Entonces abrí los ojos para ver por última vez a mis compañeros, a mis amigos, a Duncant y a Amelia. Sabía que me estaban hablando para mantenerme consciente. Entonces vi a un ángel, un ángel que estaba aterrizando en círculos por encima mía, y creí que venía a buscarme, para llevar mi alma al lugar al que correspondía. El ángel aterrizó a mi lado majestuosamente, con una sonrisa que solo podía significar algo bueno. Puso sus manos en mis mejillas, y el ángel me obligó a que la mirase, y yo no hice el mínimo esfuerzo en impedírselo. Cuando noté sus suaves manos en mi piel, las imágenes de mi mente cambiaron: vi el abrazo de mi madre entre los campos de arroz, vi al pater Bramhs bautizándome a pesar de mi condición de hereje, vi la mano de Amelia ofreciéndome su ayuda para levantarme cuando caí por el camino, vi la infinita comprensión de Duncant, vi ángeles volando como palomas de la paz sobre Roma AEterna...y entonces escuché la voz del ángel.
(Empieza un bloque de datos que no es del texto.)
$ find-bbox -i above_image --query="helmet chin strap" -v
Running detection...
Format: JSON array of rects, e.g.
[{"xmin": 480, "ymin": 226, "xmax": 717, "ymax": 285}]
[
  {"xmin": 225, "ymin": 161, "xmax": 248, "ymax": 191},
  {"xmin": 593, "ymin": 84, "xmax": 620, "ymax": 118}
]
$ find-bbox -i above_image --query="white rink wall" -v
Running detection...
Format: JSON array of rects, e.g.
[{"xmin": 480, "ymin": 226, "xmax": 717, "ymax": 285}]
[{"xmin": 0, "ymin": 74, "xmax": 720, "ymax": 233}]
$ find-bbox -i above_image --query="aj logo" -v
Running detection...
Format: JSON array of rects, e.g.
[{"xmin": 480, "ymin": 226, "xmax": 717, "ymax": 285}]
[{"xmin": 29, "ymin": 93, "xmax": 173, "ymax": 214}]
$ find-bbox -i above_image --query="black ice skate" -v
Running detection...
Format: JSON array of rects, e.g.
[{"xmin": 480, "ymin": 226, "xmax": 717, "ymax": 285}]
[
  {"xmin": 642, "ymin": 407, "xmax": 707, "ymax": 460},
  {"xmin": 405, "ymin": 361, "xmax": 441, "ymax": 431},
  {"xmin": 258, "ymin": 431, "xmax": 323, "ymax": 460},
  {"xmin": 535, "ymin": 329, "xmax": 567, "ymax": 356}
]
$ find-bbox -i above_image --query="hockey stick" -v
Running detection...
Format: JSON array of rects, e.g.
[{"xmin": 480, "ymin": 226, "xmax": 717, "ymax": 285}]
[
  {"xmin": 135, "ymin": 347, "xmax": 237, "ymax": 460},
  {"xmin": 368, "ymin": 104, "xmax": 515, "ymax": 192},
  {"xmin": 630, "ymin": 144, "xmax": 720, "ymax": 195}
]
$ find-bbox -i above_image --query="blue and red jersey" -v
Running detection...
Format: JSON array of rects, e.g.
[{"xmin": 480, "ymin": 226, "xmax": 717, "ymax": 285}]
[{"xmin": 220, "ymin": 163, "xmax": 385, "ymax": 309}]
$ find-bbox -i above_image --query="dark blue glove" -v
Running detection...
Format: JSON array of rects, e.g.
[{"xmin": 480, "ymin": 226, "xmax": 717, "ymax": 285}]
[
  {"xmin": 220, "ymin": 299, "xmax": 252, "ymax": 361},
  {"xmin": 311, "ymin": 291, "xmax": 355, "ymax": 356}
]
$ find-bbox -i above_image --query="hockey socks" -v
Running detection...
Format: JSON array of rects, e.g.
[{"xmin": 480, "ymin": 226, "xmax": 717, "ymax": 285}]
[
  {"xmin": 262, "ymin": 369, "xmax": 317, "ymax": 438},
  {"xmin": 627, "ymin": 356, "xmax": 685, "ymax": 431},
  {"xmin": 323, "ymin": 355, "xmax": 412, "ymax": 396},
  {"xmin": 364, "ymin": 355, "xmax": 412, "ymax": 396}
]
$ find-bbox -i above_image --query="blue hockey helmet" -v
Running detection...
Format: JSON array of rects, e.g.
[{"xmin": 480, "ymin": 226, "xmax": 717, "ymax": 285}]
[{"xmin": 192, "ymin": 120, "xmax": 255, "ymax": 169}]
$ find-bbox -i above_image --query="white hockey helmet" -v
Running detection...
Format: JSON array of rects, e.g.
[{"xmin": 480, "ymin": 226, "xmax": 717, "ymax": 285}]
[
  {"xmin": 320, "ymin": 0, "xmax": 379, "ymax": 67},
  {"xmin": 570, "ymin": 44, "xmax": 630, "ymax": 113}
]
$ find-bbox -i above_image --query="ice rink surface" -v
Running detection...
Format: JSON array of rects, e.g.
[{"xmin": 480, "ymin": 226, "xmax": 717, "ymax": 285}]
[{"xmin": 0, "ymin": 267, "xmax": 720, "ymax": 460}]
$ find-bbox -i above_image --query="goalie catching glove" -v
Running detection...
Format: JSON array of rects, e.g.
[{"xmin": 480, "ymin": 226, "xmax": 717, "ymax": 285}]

-Isaac, todo cura, todo cicatriza. Siempre hay buenos recuerdos. Siempre hay un motivo por el que luchar, y siempre puede haberlo.

Abrí otra vez los ojos y, entonces, comprendí...que estaba vivo.
Entonces comprendí...que el ángel que me dió la vida, le acababa de atravesar una lanza por la espalda. Y detrás de ella se escuchó una tenebrosa voz sacada de mis peores pesadillas.

-Será la última vida que sanes, Alariel.